The government also relies on NBCC for refurbishment and maintenance of some of India’s architectural treasures. The company recently signed a memorandum of understanding for conservation of Purana Qila in New Delhi, and is refurbishing the Victoria Memorial in Kolkata. The renovation and redevelopment of the iconic exhibition grounds and convention centre at Pragati Maidan in New Delhi is also to be carried out by NBCC.
NBCC’s Mittal is unfazed by any criticism by analysts. When asked about the need for NBCC in the industry, Mittal told an analysts’ conference call in February last year: “There is no accountability of a private consultant investing money or incurring losses on behalf of the organisation (PSU/government agency).” He said costs would shoot up if the government opted for an international firm.

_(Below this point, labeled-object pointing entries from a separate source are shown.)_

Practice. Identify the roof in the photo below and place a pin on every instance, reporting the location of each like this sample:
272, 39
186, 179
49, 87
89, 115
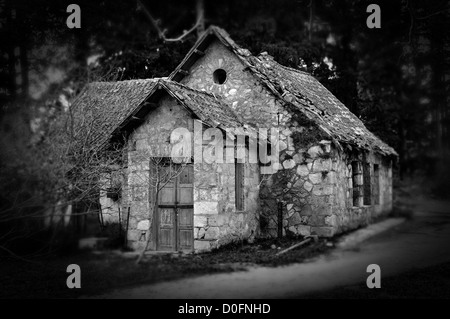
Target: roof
298, 88
102, 106
106, 108
207, 107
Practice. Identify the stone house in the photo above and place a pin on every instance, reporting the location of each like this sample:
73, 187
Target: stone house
331, 173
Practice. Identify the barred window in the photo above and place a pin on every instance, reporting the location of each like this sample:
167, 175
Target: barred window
239, 177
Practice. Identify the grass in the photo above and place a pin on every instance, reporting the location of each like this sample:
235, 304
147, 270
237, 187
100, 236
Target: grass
107, 271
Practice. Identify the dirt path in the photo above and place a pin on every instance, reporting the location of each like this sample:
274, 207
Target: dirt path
420, 242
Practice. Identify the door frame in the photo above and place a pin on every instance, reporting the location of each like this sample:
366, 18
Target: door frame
176, 206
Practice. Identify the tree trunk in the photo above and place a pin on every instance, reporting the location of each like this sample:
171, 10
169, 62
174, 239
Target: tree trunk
200, 10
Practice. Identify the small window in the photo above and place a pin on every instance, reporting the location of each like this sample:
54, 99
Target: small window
366, 184
376, 184
219, 76
356, 181
239, 177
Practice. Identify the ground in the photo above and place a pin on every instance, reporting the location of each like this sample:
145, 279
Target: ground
414, 259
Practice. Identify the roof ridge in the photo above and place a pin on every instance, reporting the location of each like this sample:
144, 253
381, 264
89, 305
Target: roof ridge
192, 89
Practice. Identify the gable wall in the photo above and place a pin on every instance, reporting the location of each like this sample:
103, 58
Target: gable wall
241, 90
216, 221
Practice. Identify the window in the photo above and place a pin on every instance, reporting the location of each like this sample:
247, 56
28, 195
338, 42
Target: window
366, 184
376, 184
357, 183
219, 76
239, 177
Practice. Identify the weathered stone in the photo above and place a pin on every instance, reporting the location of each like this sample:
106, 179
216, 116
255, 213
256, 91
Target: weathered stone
315, 178
302, 170
304, 230
331, 221
143, 225
212, 233
308, 186
287, 164
315, 151
323, 190
206, 208
322, 164
298, 158
322, 231
202, 245
200, 221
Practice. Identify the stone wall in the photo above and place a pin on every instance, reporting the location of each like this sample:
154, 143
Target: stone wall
216, 221
151, 138
316, 194
242, 92
313, 182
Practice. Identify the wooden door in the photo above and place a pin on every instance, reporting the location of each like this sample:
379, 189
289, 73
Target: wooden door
175, 213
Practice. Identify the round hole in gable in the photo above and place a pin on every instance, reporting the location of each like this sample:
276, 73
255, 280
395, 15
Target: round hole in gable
219, 76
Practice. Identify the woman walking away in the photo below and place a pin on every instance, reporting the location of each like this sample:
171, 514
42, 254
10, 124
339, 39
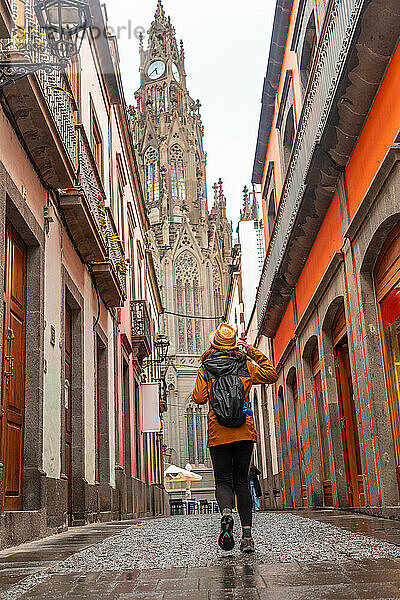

Even if you disagree, there is no denying NBCC is not your average PSU. It hasn’t been since the days of Arup Roy Chowdhury, chairman between 2001 and 2010. When he took over as the youngest chairman of an Indian PSU, he had his task cut out. NBCC was making losses, and even struggled to pay his salary for the first six months. Chowdhury—whose previous stint was at DLF—brought in a culture of accountability to NBCC. The lumbering ways of age-old PSUs were replaced with the confident and competitive work ethic of a private enterprise.
His efforts paid off: NBCC turned a profit and was designated a mini ratna enterprise in 2012, the year it was listed on the BSE. The company’s performance has only improved under Mittal, who took over the reins in 2013. Its profit before tax has increased every year under his watch and in 2014 the government included it in the exclusive club of navratna companies.
Clearly, NBCC’s monopoly isn’t likely to be dismantled anytime soon. With few worries about getting business, Mittal’s main goal is to ensure timely execution of projects and prevent complacency from creeping into the company.